Bannerman Energy Limited has announced a revised estimate for the pre-production capital costs for its Etango-8 uranium project in Namibia, reflecting an 11.3% increase from the previous estimate, this represents an increase of US$36 million (N$673 million).
The latest control budget estimate (CBE) has set pre-production costs at US$353.5 million (N$6.6 billion), up from US$317.5 million (N$5.9 billion) in the 2022 Definitive Feasibility Study (DFS).
“The transition from DFS to CBE has provided us with a more detailed and accurate cost outlook, ensuring that our project remains robust and viable despite the cost adjustments,” said Bannerman Executive Chairman Brandon Munro.
The increase includes US$21.6 million (N$404 million) due to design improvements such as increased freshwater storage, a redesigned secondary crusher circuit, and a new ripios disposal system.
Munro said these enhancements deliver cost efficiencies and reduce operating risks.

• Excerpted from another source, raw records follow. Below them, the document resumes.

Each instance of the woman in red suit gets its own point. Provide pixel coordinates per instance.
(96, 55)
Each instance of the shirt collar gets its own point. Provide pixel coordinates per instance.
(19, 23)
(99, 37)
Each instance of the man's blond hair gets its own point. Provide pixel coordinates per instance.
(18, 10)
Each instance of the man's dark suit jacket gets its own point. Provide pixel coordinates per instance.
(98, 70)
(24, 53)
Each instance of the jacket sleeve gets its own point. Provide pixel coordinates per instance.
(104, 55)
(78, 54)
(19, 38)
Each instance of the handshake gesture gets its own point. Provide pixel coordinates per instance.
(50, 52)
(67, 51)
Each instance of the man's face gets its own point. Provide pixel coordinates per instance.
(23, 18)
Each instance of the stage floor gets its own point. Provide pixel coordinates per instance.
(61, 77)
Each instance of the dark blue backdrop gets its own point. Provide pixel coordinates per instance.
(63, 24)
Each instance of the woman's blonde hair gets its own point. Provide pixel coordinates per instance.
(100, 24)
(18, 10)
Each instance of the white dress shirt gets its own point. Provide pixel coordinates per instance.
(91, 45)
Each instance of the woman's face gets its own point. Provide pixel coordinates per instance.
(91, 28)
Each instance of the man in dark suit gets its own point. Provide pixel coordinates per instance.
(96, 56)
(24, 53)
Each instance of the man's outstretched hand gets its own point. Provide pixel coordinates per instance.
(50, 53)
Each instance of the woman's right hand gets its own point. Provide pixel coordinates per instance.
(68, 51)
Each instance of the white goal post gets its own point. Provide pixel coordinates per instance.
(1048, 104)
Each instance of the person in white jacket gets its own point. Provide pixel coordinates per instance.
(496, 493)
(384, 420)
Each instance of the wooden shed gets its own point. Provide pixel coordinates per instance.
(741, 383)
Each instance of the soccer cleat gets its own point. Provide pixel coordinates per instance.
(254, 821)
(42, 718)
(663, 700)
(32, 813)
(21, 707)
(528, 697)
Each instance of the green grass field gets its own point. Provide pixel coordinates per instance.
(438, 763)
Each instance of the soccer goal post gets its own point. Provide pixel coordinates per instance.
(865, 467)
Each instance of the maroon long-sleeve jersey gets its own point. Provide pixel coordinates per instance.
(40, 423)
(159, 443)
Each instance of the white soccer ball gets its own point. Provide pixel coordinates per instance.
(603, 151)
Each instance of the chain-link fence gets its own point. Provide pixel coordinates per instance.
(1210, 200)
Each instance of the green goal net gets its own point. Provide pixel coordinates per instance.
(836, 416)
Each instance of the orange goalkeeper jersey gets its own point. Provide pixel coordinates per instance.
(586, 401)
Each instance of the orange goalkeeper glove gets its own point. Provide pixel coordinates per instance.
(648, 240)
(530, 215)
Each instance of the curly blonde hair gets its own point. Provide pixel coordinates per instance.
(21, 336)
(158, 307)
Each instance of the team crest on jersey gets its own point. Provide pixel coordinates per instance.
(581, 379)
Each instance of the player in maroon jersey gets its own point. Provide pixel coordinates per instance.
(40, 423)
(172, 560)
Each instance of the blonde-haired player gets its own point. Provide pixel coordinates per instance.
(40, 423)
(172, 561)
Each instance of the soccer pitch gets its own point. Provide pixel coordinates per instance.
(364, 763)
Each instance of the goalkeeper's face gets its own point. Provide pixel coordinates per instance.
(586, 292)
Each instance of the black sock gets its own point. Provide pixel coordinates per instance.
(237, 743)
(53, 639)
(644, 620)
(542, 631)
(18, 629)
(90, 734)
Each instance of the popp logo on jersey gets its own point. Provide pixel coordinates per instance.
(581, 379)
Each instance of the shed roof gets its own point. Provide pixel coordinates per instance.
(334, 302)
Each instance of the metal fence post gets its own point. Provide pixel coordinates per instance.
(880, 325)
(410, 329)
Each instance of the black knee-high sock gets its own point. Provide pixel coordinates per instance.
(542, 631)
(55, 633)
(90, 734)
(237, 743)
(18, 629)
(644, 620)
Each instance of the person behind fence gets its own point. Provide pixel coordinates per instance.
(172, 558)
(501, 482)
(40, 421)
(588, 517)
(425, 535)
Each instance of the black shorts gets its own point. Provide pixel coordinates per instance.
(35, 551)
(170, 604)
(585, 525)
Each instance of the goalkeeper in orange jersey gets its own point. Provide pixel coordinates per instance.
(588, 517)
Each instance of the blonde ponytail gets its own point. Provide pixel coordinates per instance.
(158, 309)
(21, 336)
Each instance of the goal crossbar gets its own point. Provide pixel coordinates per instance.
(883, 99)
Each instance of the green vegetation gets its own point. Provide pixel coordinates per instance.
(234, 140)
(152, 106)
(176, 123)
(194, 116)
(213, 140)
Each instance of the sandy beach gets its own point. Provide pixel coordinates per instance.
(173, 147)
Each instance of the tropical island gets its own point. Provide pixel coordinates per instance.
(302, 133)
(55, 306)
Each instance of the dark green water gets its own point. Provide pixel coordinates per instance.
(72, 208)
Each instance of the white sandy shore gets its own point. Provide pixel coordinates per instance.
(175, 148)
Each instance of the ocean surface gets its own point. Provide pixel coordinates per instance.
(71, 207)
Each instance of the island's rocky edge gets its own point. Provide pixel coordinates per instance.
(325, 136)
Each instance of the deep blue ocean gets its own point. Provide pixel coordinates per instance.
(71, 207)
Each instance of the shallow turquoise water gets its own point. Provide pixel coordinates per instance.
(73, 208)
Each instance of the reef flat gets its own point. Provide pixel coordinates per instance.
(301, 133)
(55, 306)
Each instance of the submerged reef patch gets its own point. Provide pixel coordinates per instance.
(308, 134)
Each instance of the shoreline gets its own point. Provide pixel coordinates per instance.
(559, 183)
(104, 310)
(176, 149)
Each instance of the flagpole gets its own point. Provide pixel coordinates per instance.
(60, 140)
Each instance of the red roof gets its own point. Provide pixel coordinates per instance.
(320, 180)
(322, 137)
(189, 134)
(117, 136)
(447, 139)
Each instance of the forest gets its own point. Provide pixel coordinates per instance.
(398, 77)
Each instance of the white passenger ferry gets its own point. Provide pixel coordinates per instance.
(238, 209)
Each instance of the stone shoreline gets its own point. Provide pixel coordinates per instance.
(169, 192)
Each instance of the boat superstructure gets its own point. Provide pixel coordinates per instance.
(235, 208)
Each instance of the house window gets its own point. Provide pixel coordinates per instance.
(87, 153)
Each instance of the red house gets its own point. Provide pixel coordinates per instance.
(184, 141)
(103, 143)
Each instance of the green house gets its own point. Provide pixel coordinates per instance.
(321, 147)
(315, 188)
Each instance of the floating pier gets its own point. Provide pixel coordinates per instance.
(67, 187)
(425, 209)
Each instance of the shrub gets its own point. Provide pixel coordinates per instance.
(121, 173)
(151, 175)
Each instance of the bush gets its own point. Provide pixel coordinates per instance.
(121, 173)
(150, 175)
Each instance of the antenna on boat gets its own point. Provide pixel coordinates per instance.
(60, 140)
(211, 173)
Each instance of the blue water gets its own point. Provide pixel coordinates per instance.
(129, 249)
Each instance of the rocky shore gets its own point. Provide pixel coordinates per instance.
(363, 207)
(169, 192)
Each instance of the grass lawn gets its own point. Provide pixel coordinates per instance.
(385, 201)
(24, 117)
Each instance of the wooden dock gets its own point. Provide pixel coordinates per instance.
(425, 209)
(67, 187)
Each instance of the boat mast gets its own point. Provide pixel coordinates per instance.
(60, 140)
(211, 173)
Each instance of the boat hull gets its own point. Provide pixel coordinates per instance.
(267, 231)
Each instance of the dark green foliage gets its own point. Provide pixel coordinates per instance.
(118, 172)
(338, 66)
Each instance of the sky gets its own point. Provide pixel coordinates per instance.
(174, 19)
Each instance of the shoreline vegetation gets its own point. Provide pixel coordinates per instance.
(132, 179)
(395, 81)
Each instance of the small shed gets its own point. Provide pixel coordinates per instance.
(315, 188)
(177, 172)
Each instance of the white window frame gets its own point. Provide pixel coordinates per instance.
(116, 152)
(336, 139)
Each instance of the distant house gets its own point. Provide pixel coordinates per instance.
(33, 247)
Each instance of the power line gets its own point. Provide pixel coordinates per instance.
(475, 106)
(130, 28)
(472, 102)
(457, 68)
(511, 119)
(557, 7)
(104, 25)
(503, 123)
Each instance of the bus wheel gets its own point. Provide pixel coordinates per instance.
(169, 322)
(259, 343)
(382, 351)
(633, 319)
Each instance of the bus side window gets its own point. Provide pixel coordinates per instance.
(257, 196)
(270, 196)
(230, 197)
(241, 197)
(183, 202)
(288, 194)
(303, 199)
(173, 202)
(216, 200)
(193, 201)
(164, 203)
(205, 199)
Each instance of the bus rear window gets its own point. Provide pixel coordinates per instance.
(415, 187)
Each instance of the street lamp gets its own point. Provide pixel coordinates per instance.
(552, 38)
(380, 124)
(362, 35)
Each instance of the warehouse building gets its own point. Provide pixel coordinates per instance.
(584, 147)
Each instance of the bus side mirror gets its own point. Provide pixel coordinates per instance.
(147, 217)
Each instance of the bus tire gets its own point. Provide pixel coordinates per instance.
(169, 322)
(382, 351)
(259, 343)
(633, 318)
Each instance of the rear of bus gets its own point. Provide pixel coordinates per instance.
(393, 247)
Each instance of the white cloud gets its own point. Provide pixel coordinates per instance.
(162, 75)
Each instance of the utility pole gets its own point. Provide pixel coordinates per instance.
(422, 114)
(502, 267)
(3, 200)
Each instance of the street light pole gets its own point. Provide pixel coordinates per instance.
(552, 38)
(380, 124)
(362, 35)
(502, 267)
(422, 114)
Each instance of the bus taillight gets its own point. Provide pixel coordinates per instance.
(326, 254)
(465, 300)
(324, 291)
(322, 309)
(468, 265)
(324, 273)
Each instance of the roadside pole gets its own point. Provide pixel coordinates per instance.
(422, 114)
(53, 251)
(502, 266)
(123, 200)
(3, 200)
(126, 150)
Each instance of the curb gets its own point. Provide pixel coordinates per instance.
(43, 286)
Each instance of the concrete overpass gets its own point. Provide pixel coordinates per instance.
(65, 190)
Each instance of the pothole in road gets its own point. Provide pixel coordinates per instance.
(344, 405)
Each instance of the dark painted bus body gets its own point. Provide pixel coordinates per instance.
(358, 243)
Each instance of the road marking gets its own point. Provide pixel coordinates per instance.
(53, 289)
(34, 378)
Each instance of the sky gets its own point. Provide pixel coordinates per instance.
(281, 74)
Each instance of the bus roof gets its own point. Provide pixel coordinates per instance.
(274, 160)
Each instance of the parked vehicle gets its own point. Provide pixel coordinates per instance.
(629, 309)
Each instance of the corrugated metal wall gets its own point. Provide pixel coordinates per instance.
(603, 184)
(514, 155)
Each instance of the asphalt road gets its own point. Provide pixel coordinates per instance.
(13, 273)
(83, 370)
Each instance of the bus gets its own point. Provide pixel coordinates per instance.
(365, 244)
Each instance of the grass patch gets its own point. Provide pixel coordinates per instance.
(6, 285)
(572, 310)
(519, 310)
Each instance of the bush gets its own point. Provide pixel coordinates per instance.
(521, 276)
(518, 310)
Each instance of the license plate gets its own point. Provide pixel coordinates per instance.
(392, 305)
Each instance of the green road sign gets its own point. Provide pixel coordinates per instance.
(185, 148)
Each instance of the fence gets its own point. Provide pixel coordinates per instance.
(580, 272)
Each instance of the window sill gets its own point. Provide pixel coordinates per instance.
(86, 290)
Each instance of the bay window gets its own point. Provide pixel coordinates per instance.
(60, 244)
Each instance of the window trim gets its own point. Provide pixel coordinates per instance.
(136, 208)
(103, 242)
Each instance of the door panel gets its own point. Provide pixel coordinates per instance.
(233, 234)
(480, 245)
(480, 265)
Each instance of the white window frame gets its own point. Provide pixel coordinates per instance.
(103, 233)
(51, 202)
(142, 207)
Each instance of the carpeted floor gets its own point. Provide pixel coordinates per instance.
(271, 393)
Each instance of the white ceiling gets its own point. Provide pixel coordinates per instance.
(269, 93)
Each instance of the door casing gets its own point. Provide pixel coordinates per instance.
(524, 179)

Meanwhile, inflation has added US$35.1 million (N$657 million) to costs, influenced by higher contractor rates and material prices.
“Cost increases attributable to inflation account for a significant portion of the rise in pre-production capital costs,” noted Munro.
Favourable foreign exchange impacts have reduced the overall increase by US$20.6 million (N$385 million).
“The revised long-term USD-NAD assumption represents a modest weakening against the previous estimate, contributing to the reduction in projected costs,” Munro said.
Furthermore, operating costs have been adjusted, with a 2.6% increase in the all-in sustaining cost to US$39.09 per pound of uranium.
Bannerman Chief Executive Officer, Gavin Chamberlain, said the early development of the Etango-8 project is progressing well, with positive outcomes from the FEED and CBE processes.
“The FEED work has confirmed the high quality of the technical evaluation and design, as detailed in the December 2022 DFS. Finalising the CBE has demonstrated the robustness of the DFS cost estimates, evidenced by the lack of significant increases in forecast construction or operating costs,” he said.
Additionally, he noted that the moderate increase in forecast pre-production capital is attributed to design enhancements that deliver cost efficiencies and reduce operating risks.
This comes as Bannerman has started detailed design works for Etango-8, with early works on the access road and construction water pipelines progressing well and slated for completion in July.
“The early development of our Etango-8 project is progressing well, with positive outcomes from the FEED and CBE processes,” said Chamberlain.